Musk is tall and broad-shouldered. His physical presence, wealth and reputation ought to make him intimidating. But he speaks in the calm, unthreatening, reflective, even hippyish cadences of Silicon Valley. His accent, like his first name, is neutral and unplaceable, as suits a man whose ambitions and activities are extraplanetary. He starts many of his sentences with ‘so’, as seems to be the fashion, and having built four billion-dollar businesses is comfortable with conspicuous understatement. “So I decided to do a couple of internet companies,” he says as he summarizes his early career, “and that worked out reasonably well.”

But things haven’t always gone his way. “It was like being in the stockade while people hurl shit at you,” Musk says of Tesla’s early days. “We struggled very badly for many years just to keep the company alive. I had nothing left. I had to borrow money for rent. I sold everything I could, and I would have sold the plane too except that in 2008 you literally could not sell a plane.”

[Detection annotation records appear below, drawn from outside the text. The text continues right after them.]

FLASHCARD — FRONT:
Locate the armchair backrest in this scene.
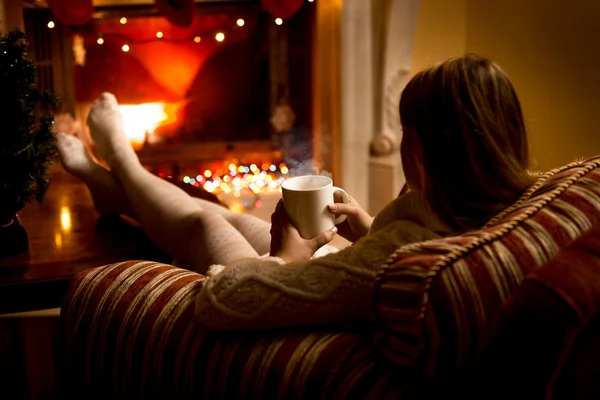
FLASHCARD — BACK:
[373,157,600,388]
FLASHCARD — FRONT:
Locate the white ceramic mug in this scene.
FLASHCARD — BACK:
[281,175,349,239]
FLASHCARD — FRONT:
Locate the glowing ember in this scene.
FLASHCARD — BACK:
[119,103,169,147]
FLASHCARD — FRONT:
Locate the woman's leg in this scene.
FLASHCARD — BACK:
[79,93,270,272]
[57,134,271,254]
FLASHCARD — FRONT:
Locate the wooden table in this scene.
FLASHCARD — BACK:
[0,165,170,313]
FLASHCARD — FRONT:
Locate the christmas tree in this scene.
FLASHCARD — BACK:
[0,30,58,219]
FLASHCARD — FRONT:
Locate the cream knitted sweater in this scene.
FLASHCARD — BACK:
[196,192,451,329]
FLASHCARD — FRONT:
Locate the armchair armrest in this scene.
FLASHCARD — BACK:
[61,261,408,399]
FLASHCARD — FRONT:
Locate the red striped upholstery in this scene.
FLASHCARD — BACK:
[62,261,408,399]
[374,157,600,390]
[62,158,600,399]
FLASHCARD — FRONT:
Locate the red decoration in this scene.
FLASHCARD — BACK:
[262,0,304,19]
[46,0,94,25]
[154,0,196,27]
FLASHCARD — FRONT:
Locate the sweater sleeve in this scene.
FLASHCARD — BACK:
[196,221,437,330]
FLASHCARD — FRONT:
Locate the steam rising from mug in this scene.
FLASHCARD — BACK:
[281,175,349,239]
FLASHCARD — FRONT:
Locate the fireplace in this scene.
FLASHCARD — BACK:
[38,1,317,200]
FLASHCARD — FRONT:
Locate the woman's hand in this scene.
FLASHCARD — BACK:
[270,199,337,262]
[329,192,373,242]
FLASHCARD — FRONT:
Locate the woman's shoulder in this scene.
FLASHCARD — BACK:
[369,190,452,235]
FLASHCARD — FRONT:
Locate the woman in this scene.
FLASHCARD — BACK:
[59,56,532,329]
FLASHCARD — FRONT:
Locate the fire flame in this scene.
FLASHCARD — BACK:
[119,103,171,147]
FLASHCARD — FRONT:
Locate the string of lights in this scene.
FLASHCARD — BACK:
[47,17,283,52]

The plane is a Dassault Falcon 900 intercontinental jet; there’s also a vast new Bel Air mansion. But he denies that he is materialistic: he points out that he is ‘a volunteer in all this’, and that if he had wanted bigger and safer returns on his capital he’d have invested in real estate, or oil. “Profit is important in that if you don’t make more money than you spend, eventually people will stop giving you money and your company will die. But it’s not something that’s of personal interest to me. I just want to have the resources to get the things done that I think matter.”